Analyzing Binary Size Bloat in Tock

June 10th 2024 by Folkert de Vries

This article is cross-posted from Tweede Golf’s blog

Tock is a powerful and secure embedded operating system. While Tock was designed with resource constraints in mind, years of additional features, generalizing to more platforms, and security improvements have brought resource, and in particular, code size bloat.

A lot of code-size bloat. In 2018, when Tock was first released, a minimal kernel required ~7KB for code. Today, the default build for most platforms is easily over 100KB. This is a big problem for resource-sensitive applications–where a platform may only have a couple 100KB of executable flash or must execute from memory.

We (Folkert and Dion from Tweeded Golf) recently worked on a project that explores where all of this extra code size is spent, how much of it is fundamental to the design of Tock, and how Tock could adapt to support more platforms with stricter code size constraints.

Baseline

Let’s first establish a baseline. We pick the NRF52840DK, a development board for the popular NRF52840 from Nordic Semiconductors. It is one of the main development boards in the Tock community and is pretty representative of many embedded applications. It helps that we also happened to have a few lying around.
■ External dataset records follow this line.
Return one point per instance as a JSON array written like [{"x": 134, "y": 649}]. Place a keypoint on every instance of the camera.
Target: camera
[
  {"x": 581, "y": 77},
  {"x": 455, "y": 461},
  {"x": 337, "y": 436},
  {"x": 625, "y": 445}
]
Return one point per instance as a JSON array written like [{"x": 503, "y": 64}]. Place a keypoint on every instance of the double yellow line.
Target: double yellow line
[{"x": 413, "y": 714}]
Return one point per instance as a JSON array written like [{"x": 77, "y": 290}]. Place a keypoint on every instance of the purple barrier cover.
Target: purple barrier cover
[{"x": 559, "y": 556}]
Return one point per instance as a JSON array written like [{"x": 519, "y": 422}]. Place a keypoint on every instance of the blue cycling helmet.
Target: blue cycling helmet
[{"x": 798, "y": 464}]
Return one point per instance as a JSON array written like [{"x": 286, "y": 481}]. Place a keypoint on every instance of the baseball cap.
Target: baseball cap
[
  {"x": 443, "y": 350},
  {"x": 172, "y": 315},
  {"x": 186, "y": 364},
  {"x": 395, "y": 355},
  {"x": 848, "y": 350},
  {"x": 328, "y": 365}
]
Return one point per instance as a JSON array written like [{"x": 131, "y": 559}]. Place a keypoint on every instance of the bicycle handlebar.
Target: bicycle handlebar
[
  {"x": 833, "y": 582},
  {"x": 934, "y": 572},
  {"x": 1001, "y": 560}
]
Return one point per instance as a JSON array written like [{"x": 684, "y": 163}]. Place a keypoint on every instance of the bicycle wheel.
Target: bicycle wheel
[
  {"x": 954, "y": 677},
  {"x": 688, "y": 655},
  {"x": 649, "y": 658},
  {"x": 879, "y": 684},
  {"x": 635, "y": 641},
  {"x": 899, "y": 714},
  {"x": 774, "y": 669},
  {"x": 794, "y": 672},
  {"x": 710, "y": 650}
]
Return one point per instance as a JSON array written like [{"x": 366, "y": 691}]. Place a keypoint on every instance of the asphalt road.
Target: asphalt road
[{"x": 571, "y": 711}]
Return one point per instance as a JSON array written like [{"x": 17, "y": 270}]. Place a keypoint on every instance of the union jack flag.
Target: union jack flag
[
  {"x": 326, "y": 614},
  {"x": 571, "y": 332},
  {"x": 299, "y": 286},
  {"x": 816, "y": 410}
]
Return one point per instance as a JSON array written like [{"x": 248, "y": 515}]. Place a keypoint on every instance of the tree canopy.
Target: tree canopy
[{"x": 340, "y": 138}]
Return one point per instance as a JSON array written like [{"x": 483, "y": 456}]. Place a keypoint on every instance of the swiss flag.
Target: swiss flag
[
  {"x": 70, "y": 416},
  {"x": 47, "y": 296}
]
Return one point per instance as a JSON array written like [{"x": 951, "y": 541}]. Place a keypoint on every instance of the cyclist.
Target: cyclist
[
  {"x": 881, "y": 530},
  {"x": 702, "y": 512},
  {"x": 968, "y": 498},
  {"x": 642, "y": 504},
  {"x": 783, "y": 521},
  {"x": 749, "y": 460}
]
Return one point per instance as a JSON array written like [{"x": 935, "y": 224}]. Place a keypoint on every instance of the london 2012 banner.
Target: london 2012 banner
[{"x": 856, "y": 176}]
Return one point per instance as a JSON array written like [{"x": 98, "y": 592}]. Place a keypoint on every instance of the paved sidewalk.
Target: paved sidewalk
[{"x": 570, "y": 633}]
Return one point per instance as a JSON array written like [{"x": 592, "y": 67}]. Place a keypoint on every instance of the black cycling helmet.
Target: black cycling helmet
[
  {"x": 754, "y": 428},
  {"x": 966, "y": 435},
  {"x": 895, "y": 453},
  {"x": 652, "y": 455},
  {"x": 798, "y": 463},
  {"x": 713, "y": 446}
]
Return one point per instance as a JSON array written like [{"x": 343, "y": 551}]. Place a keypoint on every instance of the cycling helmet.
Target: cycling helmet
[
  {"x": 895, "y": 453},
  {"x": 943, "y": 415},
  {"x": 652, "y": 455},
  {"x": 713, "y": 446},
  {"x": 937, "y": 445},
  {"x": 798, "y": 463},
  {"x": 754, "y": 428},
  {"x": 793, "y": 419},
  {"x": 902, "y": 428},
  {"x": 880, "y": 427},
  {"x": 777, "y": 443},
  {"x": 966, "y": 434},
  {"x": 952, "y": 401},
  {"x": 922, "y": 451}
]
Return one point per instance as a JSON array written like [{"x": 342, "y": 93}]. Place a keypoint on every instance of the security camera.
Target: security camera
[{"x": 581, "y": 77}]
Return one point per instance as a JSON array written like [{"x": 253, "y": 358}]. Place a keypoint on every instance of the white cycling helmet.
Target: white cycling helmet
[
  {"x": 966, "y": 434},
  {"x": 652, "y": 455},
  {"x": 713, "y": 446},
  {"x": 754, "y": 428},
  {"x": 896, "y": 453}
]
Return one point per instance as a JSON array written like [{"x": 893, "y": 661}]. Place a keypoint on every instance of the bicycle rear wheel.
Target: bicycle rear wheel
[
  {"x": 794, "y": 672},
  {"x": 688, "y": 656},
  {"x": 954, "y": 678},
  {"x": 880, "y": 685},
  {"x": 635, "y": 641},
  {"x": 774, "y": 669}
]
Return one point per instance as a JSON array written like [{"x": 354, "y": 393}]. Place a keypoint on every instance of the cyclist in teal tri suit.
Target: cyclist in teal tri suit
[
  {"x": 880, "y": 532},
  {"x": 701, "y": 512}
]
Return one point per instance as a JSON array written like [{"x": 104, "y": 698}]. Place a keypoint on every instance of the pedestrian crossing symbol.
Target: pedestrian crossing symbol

Our exploration is based off of a recent tip-version of Tock (commit 41aafdca37e6961af3ae19742edcdf40cd8e8d1a). The total size of the kernel for this version is

$ cd boards/nordic/nrf52840dk/
$ make
   text	   data	    bss	    dec	    hex	filename
 196610	     36	  34464	 231110	  386c6	...

The text section (where executable code lives) is almost 200kb! That’s a lot…

A Stripped-Down Board

OK, most of that 200KB is from peripheral drivers, including a full 6lowpan/802.15.4 stack, Bluetooth, as well as a number of subsystems for debugging, like a process console. Because Tock separates the kernel from applications, which can be loaded dynamically, the drivers a board configures are compiled in regardless of whether any application actually ever uses them.

So let’s start by just removing superfluous components to get to a stripped-down board. Initially we’ll only consider the kernel, so anything related to processes can also go. For a minimal functional program, we’ll leave in logic for a serial port (UART) and to print a message. This ends up removing about 150KB of code.

commit	size of .text (kb)
`439cfc4caaf12f656c4f9a5e9cf7bffd47da709e`	45.1

Impressive! But 45KB is still a lot for a system that does very little. Getting rid of debug functionality in the panic! handler saves another 20KB:

commit	size of .text (kb)
`fa97bb11f3f406e3893c814a674f79776a4dfb8b`	24.6

We now have a barebones version of Tock that can run processes and supports a minimal set of functionality–just printing to the console.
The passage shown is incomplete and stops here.